Потом, видимо, сделав очень большое усилие, она овладела собой:
— Зая! Не надо! Ну… не надо! Потом тебе самой нехорошо будет. Тебе же! Пройдет всё это, и… Ну, да; я знаю, плохая комсомолка была… я! И недостойна! Это правда. Но я… У меня нет с собой билета, Зая. Правда! И паспорта нет. Я всё сдала Марии Михайловне, чтобы не потерять; она спрятала в несгораемый. Только, если бы он даже был, я всё равно бы…
— Ты сошла с ума! — пробормотала Зая, сразу успокаиваясь. — Ведь ты и себя и меня могла бы погубить.
— Заинька, — умоляюще щурясь, потихоньку перекладывая свой билет из внешнего кармана во внутренний, перебила ее Марфуша. — Зая, только не надо хоть сейчас! Потом об этом поговорим. Давай уйдем отсюда; тут нехорошо. Мне что-то жутко вдруг стало.
Озираясь, они вышли, прошли по длинной мертвой улице, хотели свернуть уже в парк и вдруг…
Нет, никогда, никогда не могла она потом припомнить в точности, как это произошло. И лучше!
Она опомнилась, когда ее, делая больно, очень больно, с хохотом и улюлюканьем тащили вдоль железной дороги немецкие солдаты. Куда тащили, зачем?
Тот, который волочил впереди Зайку, был высок и рыж; он громко, не по-человечески, хохотал; золотые зубы блестели на его мясно-красном лице. Чем сильнее Зайка вырывалась, кричала, просила о чем-то по-немецки, тем неистовее и страшнее становилось его лошадиное ржание.
Они почти бежали вперед, и Марфа не могла ни просить ничего, ни сопротивляться. Просить? Кого? Эти страшные клещи, сжимавшие ее руки?!

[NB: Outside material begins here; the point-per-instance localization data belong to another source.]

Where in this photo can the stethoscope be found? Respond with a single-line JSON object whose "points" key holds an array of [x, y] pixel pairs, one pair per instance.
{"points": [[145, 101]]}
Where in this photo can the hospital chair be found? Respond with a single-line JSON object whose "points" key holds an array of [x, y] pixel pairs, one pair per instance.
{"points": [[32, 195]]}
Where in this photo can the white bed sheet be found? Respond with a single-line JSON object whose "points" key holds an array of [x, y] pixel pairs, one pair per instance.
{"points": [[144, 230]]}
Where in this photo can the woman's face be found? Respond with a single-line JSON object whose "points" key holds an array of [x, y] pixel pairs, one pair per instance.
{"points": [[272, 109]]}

Марфа не шла; ее несли вперед в странном обмороке, в припадке, про который нельзя даже сказать «без сознания». Она видела вокруг себя кое-что, какие-то куски мира: разодранную зеленую гимнастерку Зайки, горящий штабель дров между рельсами, тучку, которая вдруг набежала на солнце, желтую сторожку у переезда, к которому их вели…

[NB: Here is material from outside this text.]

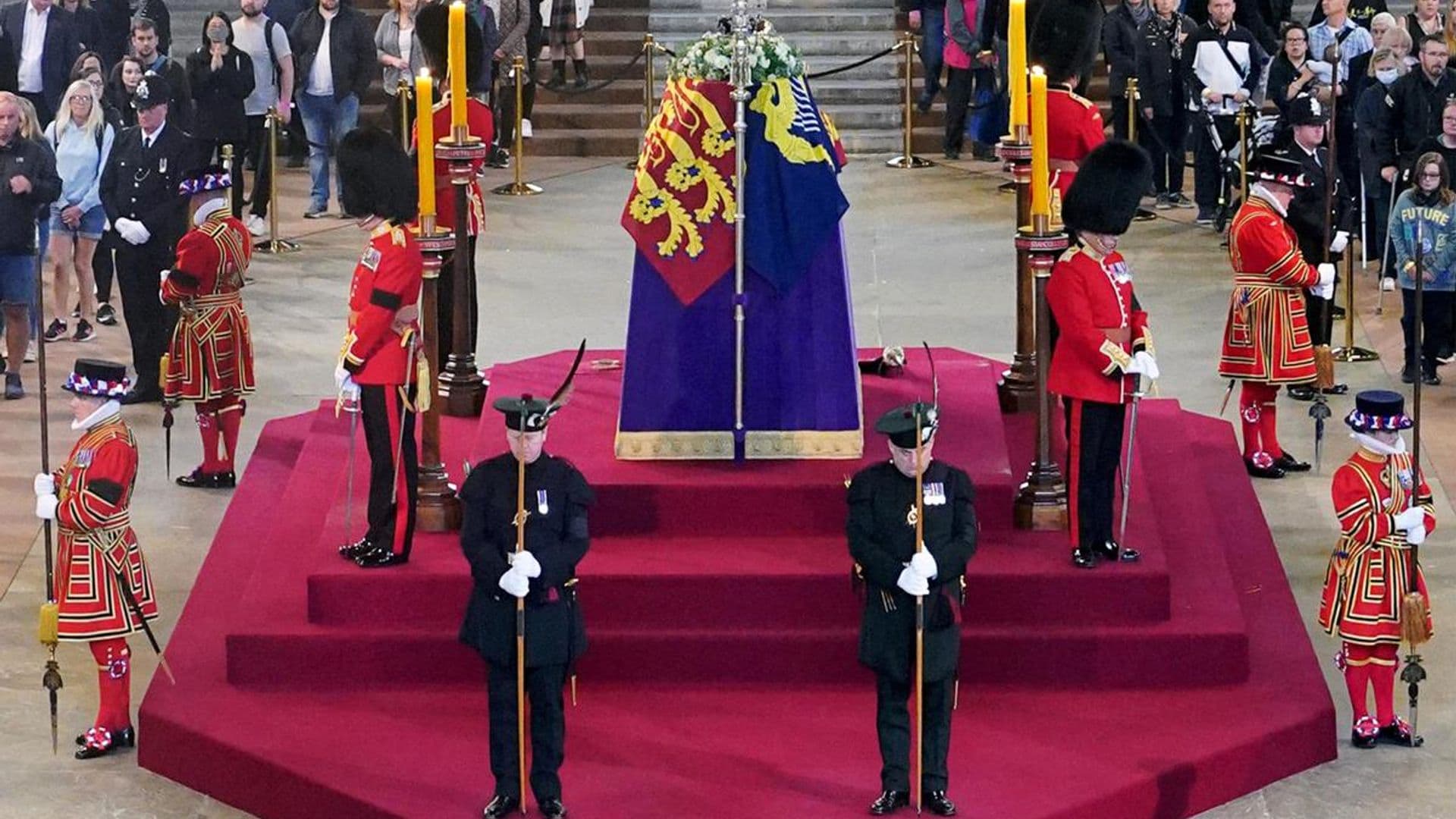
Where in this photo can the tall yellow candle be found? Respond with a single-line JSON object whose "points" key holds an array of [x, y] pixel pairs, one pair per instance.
{"points": [[457, 79], [1017, 63], [425, 143], [1040, 168]]}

Страшная боль разламывала ей голову: ударом приклада немец оглушил ее; если бы не это, она бы убежала в кусты. Солдаты, хохоча, что-то спрашивали у нее, но она почти не понимала их слов… Она ничего еще не понимала: голова, голова! Солнце спряталось, хлынул короткий, но сильный дождик! Она вся промокла. «Куда? Где Зая? Ой, голова моя!»
И вдруг всё кончилось. Солдаты окаменели. Ее отпустили. Что случилось? Почему?

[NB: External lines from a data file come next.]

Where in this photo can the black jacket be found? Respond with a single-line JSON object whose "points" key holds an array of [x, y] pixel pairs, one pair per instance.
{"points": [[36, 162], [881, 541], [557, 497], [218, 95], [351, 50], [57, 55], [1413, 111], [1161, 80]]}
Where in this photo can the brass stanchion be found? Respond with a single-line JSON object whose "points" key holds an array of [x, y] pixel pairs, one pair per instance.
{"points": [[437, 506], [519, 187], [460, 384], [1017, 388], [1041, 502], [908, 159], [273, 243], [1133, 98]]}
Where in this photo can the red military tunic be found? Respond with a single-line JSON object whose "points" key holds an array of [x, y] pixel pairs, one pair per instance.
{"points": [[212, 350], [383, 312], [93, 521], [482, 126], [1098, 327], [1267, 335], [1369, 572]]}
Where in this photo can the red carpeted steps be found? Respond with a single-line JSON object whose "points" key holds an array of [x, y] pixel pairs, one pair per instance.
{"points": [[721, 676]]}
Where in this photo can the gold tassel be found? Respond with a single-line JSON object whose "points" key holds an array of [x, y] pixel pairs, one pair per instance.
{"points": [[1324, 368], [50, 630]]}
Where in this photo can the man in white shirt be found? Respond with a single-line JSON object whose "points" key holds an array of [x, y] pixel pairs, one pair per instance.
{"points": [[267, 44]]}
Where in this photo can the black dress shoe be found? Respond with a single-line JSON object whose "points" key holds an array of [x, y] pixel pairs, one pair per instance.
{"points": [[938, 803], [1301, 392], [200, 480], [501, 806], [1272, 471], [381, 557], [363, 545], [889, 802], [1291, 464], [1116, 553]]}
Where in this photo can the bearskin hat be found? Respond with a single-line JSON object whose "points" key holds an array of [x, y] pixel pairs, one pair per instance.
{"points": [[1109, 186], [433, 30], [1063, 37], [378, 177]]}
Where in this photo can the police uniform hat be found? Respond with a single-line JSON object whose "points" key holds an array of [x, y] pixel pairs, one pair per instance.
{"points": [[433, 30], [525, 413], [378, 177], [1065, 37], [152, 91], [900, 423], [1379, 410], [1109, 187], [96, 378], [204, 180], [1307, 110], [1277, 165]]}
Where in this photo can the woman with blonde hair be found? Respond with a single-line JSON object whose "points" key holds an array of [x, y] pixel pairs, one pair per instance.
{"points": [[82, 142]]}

Она не сразу разобралась в окружавшем. Ее локти были теперь свободны. Никто ее не держал. В кучке немецких рядовых она стояла у железнодорожного переезда, вся мокрая от только что прошедшего дождя. От вымокших людей, рядом с ней, остро пахло грязным мокрым бельем и потом. Справа, совсем близко, была желтая будка. А прямо перед ними, за шлагбаумом, стоял большой, окрашенный в защитный цвет, разрисованный узорами камуфляжа автомобиль, и немец-шофер, положив руки на баранку руля, смотрел на девушку с холодным любопытством.
Удивившись своей неожиданной свободе, Марфа покосилась на того, кто ее только что тащил, и вздрогнула. Здоровенный молодой солдат стоял рядом с ней, оцепенев до дрожи в коленях. Грудь его была выкачена колесом, глаза выпучены. Всё сильней багровея, смотрел он прямо перед собой, и откинутая голова его вздрагивала от напряжения.
Ничего не понимая, Марфа повела глазами вслед за ним. Тотчас же и она застыла — от неожиданности.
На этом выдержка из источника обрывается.